Firstly, work out what expertise it is you're looking for; where are your weaknesses? We had absolutely no experience in the world of coffee, so it was definitely a weakness. Then, find the people you're looking to access and get a warm introduction via one or a chain of people that rate you and you trust.

I think the most important thing with all these high-profile conversations is to exude excitement and passion, you'll attract people that want to get involved. In a similar way to my advice about retailers though, it's important to be thorough in your knowledge of your own plan, strategy and numbers.

I also think it's important to be aware off and open about your strengths and weaknesses, and show that you're really keen to learn. No one knows it all.

How did you manage to launch in to the US so quickly after launch and what challenges did you face doing so?

We test absolutely everything we do before going all-in. We ran a short-term soft launch in one particular region in the US which was very well received but it quickly became obvious that the most intelligent way to launch into the States would be deliberately, with a longer-term plan and and specific resource aligned.

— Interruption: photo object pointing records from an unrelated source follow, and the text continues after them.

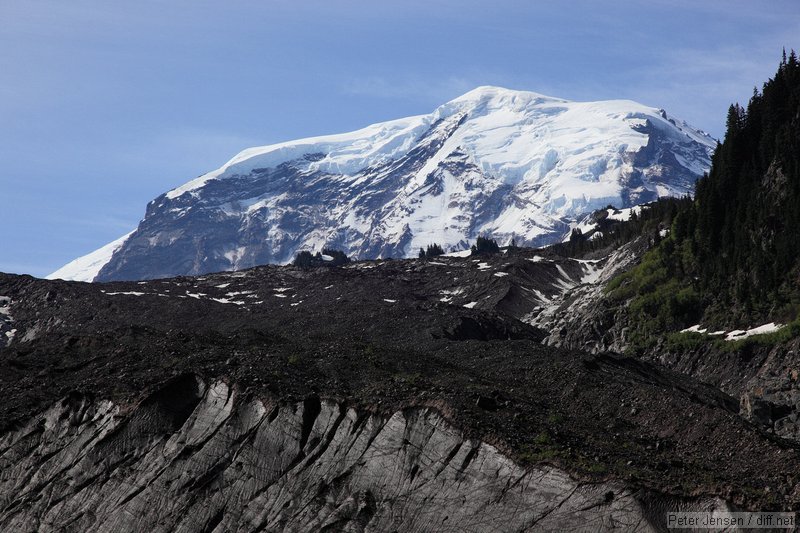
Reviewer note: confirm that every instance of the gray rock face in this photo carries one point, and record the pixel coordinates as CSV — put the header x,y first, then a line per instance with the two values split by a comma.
x,y
507,163
204,457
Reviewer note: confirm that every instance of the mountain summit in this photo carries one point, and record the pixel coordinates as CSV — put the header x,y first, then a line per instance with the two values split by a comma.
x,y
511,164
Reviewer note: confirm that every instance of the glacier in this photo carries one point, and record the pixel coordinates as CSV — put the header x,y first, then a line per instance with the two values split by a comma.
x,y
499,162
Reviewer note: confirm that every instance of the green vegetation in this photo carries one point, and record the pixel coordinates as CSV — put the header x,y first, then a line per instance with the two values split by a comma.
x,y
732,255
485,246
329,257
433,250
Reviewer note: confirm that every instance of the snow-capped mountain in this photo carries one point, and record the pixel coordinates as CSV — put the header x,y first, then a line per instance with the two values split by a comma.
x,y
493,162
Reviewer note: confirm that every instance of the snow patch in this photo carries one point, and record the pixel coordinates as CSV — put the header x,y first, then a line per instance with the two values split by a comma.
x,y
87,267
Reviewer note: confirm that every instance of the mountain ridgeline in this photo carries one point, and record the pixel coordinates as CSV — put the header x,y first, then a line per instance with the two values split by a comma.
x,y
515,165
732,257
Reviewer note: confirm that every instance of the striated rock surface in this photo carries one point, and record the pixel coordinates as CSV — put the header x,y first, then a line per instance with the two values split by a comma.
x,y
198,456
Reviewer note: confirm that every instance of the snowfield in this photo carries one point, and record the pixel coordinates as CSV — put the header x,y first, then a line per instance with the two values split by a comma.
x,y
510,164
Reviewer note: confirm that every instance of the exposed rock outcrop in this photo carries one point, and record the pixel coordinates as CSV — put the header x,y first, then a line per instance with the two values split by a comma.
x,y
203,457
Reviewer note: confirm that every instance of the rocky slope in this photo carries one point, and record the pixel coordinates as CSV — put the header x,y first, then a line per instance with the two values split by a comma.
x,y
201,457
507,163
375,396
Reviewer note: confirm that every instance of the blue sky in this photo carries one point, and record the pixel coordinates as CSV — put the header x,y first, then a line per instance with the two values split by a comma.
x,y
105,105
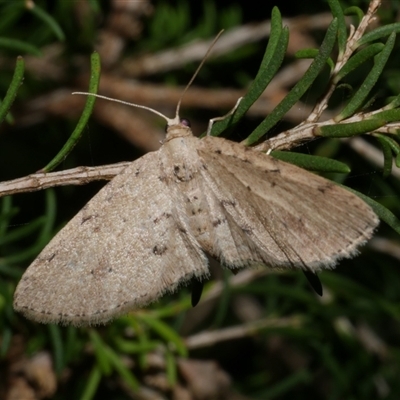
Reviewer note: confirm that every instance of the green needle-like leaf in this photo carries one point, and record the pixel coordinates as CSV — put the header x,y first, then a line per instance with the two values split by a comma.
x,y
77,133
300,88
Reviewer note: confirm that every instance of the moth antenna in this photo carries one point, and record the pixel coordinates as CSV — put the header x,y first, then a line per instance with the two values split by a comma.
x,y
195,74
169,120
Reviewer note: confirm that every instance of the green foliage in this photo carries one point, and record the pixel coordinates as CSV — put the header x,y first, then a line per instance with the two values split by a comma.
x,y
344,345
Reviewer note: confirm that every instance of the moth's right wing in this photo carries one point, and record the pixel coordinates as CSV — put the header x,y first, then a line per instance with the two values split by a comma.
x,y
121,251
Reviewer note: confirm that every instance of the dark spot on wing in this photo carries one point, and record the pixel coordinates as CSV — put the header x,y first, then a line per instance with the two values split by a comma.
x,y
162,216
218,221
87,218
247,230
159,250
228,203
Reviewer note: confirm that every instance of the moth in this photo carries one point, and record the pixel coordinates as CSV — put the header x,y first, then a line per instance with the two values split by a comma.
x,y
151,228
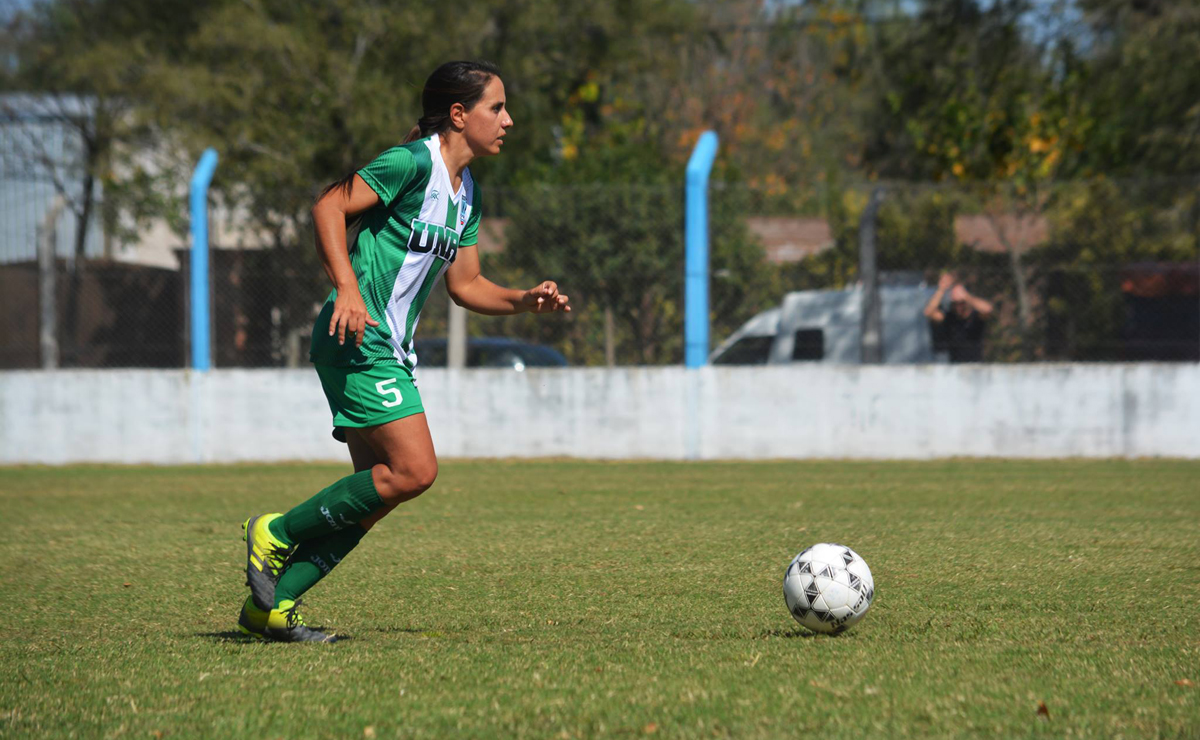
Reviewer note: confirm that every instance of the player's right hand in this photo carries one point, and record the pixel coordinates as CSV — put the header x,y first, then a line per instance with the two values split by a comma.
x,y
349,317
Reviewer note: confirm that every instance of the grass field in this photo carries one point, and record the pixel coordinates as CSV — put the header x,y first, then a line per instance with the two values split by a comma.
x,y
579,600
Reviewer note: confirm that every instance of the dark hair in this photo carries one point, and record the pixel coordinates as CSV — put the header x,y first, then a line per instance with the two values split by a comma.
x,y
455,82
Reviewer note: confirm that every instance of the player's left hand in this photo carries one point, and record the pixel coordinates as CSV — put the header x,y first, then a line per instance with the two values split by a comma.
x,y
545,299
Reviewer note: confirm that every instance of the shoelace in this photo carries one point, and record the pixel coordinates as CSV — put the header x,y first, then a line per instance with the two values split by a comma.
x,y
276,558
294,619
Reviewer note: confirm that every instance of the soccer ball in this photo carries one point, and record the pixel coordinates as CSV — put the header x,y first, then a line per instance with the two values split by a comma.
x,y
828,588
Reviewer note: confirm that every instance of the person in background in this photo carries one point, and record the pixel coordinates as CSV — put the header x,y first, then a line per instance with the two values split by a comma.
x,y
958,330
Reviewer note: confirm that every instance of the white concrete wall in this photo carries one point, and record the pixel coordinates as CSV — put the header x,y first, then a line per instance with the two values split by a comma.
x,y
798,411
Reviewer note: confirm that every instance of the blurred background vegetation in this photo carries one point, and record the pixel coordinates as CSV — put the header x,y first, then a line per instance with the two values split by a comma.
x,y
1079,118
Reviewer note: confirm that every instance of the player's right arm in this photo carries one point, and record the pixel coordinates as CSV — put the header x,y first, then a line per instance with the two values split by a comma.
x,y
329,217
934,307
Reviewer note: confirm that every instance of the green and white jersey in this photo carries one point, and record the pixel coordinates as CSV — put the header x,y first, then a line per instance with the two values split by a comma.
x,y
405,244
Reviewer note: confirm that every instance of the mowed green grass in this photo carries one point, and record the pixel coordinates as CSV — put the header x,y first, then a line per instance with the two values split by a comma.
x,y
580,600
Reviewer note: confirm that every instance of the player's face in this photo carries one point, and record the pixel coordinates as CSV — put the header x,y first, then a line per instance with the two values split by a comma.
x,y
487,121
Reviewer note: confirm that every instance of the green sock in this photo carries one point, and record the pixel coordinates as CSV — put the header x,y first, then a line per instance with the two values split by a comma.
x,y
335,509
313,560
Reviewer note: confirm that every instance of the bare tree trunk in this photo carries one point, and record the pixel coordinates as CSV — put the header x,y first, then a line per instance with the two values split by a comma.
x,y
1023,301
610,337
71,320
1015,246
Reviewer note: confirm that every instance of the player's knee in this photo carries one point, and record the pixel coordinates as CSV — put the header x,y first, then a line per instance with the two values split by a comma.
x,y
395,486
423,476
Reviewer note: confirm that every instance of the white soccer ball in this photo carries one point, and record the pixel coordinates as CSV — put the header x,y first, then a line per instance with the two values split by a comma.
x,y
828,588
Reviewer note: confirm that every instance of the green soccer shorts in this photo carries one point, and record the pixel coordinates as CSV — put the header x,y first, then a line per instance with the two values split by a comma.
x,y
369,396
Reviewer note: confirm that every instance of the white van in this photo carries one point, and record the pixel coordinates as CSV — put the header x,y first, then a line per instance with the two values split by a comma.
x,y
827,326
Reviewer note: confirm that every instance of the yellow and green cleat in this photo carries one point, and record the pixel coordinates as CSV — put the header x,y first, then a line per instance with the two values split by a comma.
x,y
265,559
286,625
252,620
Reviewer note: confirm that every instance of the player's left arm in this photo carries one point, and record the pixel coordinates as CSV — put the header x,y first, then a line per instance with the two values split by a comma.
x,y
982,307
468,288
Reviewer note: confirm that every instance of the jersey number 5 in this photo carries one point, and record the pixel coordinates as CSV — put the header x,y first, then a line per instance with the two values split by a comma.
x,y
382,386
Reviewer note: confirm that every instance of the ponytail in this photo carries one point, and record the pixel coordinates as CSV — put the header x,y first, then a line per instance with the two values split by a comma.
x,y
455,82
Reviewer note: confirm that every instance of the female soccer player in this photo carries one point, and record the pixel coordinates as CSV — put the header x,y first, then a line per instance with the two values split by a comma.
x,y
420,212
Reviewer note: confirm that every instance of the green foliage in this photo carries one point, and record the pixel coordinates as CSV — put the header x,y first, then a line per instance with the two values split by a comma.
x,y
815,104
619,250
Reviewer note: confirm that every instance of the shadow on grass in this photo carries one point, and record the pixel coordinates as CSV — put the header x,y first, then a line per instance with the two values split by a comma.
x,y
232,636
795,635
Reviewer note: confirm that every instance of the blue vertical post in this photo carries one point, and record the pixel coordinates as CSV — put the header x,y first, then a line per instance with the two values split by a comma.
x,y
198,200
696,247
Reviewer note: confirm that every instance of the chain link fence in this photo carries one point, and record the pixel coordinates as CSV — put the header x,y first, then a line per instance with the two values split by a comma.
x,y
1080,271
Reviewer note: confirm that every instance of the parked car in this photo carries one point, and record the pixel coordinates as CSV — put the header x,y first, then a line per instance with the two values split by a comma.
x,y
491,352
827,326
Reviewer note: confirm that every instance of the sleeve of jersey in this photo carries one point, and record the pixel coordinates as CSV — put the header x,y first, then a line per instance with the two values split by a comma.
x,y
390,173
471,232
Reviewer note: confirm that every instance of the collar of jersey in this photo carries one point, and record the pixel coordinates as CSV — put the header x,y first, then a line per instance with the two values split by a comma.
x,y
462,186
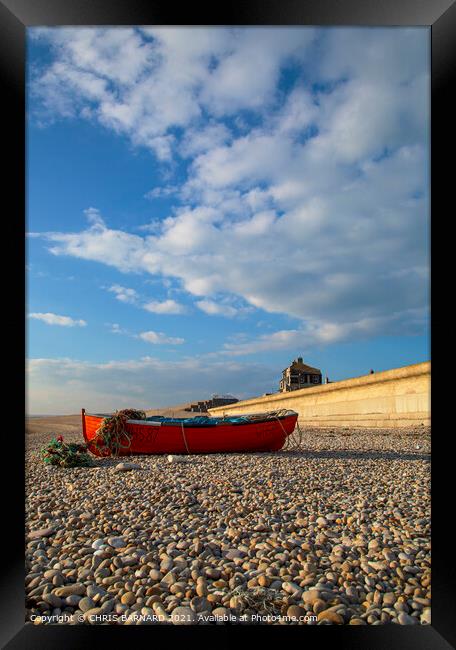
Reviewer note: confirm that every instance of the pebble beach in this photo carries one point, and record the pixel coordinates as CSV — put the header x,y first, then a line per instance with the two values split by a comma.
x,y
335,533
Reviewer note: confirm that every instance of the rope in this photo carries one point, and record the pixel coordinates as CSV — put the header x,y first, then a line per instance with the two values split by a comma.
x,y
294,438
185,439
111,434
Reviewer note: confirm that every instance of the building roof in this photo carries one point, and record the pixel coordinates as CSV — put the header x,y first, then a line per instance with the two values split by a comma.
x,y
303,366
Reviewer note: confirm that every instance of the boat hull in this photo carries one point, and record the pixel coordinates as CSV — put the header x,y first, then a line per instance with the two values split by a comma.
x,y
157,438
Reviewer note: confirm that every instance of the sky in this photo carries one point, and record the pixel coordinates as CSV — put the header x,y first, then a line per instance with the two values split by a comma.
x,y
204,205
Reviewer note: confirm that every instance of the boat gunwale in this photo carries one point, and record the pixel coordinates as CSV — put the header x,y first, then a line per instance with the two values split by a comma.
x,y
288,414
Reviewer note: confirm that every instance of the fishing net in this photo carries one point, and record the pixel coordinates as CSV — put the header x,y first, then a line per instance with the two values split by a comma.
x,y
294,440
112,436
57,452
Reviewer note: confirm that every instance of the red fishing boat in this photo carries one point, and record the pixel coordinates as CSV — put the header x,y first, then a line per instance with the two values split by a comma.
x,y
198,435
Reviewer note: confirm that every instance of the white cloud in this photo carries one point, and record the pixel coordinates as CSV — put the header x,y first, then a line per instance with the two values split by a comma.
x,y
158,338
216,309
66,385
164,307
56,319
318,209
124,294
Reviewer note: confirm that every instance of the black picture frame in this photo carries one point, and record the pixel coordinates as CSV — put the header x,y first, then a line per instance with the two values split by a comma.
x,y
15,17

We also do a lot of above-the-line marketing and demand generation that has no borders, so we now ship globally but focus our spend here in the UK. It's important to follow your gut and not overstretch your limited resource as a bootstrapped startup. It's easy to get excited and overwhelmed with the size of the greater opportunity, but focus is key.

What are your three tips for running a great business?

  • Learn what your gut sounds like and listen to it.

  • Work out your individual and company values, then make sure that they run through and give direction to every company decision, from recruitment to partnerships to performance management to product development.

  • Focus, focus, focus. Cut out the noise.